丁盛,中华大地之勇将也。彼曾居五十四军之军长,建国之初,乃担任广州军区司令员,少将之位居,迈出新时代之第一步。于一九七三年,八大军区司令员轮调之际,与许世友相互更迭职务,丁盛遂趋南京,主持南京军区司令之任。

惟四载光阴,一九七七年,丁盛履历之职务骤失,步入审查之列。及至一九八二年,解放军军事检察院出具《免予起诉决定书》曰:“策动武装叛乱罪,事实清楚,罪证确凿。”然因彼为从犯,故得免于起诉之劫。

是以,究竟《决定书》中所载丁盛罪行为何?实则,在一九七六年八月,丁盛视防务于舟山群岛,继而居于上海延安饭店。闻丁盛居所,上海市委重臣马天水、徐景贤、王秀珍共历往拜访焉,是乃在八月八日之夜,双方聊至寥寥。

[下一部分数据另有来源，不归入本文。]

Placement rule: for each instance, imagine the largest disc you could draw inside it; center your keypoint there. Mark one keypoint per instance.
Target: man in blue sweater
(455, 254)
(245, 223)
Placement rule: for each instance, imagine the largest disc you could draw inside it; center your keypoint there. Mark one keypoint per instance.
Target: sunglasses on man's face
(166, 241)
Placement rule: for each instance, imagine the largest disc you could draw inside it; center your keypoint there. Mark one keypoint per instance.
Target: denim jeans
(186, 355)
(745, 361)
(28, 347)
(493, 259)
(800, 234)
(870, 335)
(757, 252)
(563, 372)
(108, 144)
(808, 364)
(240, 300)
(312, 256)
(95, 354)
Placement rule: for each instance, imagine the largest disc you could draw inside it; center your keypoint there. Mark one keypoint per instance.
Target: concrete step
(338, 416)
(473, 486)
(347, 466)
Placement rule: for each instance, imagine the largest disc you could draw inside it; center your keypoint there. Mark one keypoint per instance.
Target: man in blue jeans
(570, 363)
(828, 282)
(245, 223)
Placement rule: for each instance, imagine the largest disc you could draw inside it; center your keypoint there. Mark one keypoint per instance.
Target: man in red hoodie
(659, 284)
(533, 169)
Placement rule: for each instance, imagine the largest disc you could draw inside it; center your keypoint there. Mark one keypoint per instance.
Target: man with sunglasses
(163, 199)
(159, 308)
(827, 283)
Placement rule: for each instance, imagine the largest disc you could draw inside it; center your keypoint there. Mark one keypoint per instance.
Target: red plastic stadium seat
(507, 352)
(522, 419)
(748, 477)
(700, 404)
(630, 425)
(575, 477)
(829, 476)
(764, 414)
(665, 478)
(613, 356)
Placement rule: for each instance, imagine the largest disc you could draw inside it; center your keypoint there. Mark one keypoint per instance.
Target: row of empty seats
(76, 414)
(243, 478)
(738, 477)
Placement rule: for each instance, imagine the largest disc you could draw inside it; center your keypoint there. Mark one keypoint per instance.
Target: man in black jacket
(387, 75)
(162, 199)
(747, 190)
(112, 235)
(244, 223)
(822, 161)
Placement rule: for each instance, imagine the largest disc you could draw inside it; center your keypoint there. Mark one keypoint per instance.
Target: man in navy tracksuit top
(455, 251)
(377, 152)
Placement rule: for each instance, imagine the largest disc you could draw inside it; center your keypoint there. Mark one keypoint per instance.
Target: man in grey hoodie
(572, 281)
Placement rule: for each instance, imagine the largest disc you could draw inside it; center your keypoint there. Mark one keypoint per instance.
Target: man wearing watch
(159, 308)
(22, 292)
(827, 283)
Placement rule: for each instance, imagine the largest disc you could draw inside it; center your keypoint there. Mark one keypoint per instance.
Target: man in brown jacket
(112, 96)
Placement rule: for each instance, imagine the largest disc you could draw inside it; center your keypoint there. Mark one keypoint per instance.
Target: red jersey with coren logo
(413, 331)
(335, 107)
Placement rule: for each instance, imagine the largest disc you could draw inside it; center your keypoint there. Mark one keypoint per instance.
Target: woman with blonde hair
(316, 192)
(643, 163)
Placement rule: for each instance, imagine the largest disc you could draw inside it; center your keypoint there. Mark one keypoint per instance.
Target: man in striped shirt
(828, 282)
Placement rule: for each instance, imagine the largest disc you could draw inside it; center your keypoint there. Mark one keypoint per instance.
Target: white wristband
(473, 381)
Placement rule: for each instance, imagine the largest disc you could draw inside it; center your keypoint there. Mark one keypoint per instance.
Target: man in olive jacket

乃至一九七六年,摧毁“四人帮”之势,中央遣遴选苏振华等缜密之工作组,赴上海征讨“四人帮”残余势力。在此进程中,马天水、徐景贤与王秀珍,同样受到审查之烦扰。于马天水三人受审之际,伊等揭示丁盛曾言之语,“以后可能会打内战”、“60军我调不动,我很担心”等言辞露疑。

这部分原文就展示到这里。